Declutter! “Blessed by Less” author Susan Vogt supports the urge to purge

During Lent one year, Susan Vogt started giving a way one possession a day. But she didn't stop after Lent.

 

"Blessed by Less" author Susan Vogt

“Blessed by Less” author Susan Vogt

Susan Vogt undertook a different kind of Lenten practice several years ago: instead of giving up chocolate or trying to pray more, she decided to give up her stuff. Every day, she would get rid of at least one item in her house.


But she didn’t stop after Lent. As she recounts in her new book Blessed By Less: Clearing Your Life of Clutter by Living Lightly, giving things away as a spiritual practice opened her eyes to the ways her house was crammed to the brim with old toys and clothes for children long since grown (would hypothetical future grandkids really want a thirty-year-old onesie with spit-up stains?) and books she wasn’t likely to read again.

“Our house didn’t look really cluttered because I’m pretty good at organizing and hiding stuff,” Vogt told me. But it was, she says, packed to the rafters with boxes.

After seeing her Victorian home in northern Kentucky I can attest that it is lovely and well-organized, but not obsessively so in any kind of Martha Stewart way. The smells of homemade granola wafted out of the kitchen while we talked. The atmosphere of her home was one of peace and welcome—an environment cultivated, she says, by a conscious decision to simplify.

“I was amazed after that first year that I had given away over 1,200 things,” she says.  “Sometimes there were several things in a category in one day. And at the end of that year, I looked around and said, ‘You know, this house is still pretty full!’”

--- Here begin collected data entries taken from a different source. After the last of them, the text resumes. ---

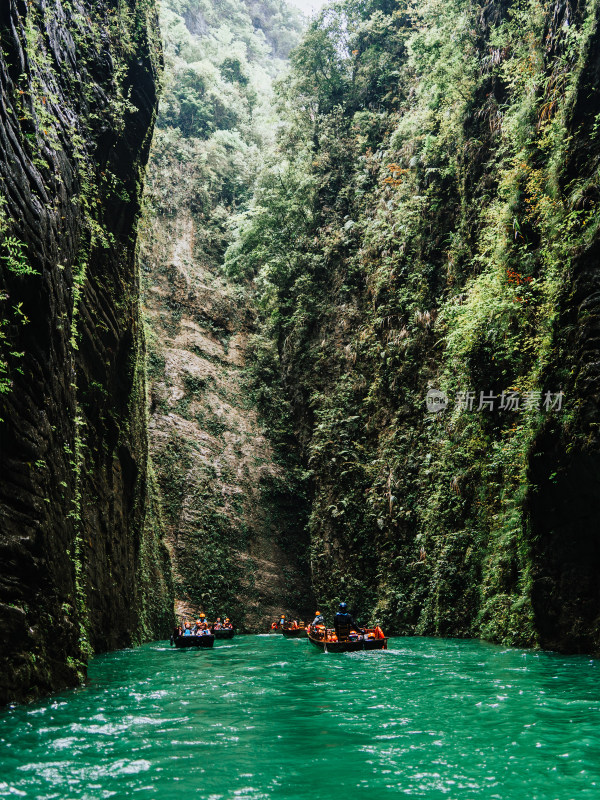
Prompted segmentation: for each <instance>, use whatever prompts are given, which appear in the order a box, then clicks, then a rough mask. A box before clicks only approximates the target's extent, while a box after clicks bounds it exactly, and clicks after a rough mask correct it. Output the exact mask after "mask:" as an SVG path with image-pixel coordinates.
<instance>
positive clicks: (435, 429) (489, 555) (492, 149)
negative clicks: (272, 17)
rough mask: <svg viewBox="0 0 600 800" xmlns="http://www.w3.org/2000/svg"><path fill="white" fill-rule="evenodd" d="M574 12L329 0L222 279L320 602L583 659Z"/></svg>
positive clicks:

Blessed By Less - 187820The overall goal was not decluttering as an end in itself; it was helping other people. “I really wasn’t trying to get rid of clutter,” she explains. “I was trying to just pass on things that I didn’t need anymore to those who needed them more than I did.”

Simplifying meant not buying new things to replace the ones she started giving away. And a big part of not buying new things was to not desire them in the first place.

“Desiring less is often contingent on who I’m comparing myself to,” she says. “If I compare myself to those who have more, I feel poor. Making sure that I’m in touch with those who have less helps me desire less, and also to know who to give stuff to.”

In other words, Vogt didn’t give things away in the manner of my family, which is that we donate items to Goodwill every month or so but never actually meet the people who receive them. Or even worse, we just leave our boxes on the front steps on a predetermined morning and the Vietnam Veterans or MS Society collect them for distribution to invisible recipients, all at no inconvenience to us.


For Vogt, giving things away meant getting involved in the lives of those who might need them. She and her husband made a conscious decision to ride the bus instead of driving so that they would be around people who had no choice but to ride the bus. She served regularly at a soup kitchen and tutored at an inner-city school.

It seems obvious, doesn’t it? Getting to know people in need can make it clear who needs what. But how many of us actually make that effort? Vogt isn’t giving away a thing a day anymore, though she still conducts regular purges.

“Through the process, I discovered that ‘blessed by less’ did not apply to only material things, but also intangibles like information, relationships, and memories,” she says.

Everything can be simplified, and while it exacts a cost, it also offers a great reward. “Doing this led me to spiritual awareness,” she explains. “I came to understand more fully that my value and God’s love for me is not dependent on what I own, or how I look, or even what I know and what I can accomplish.”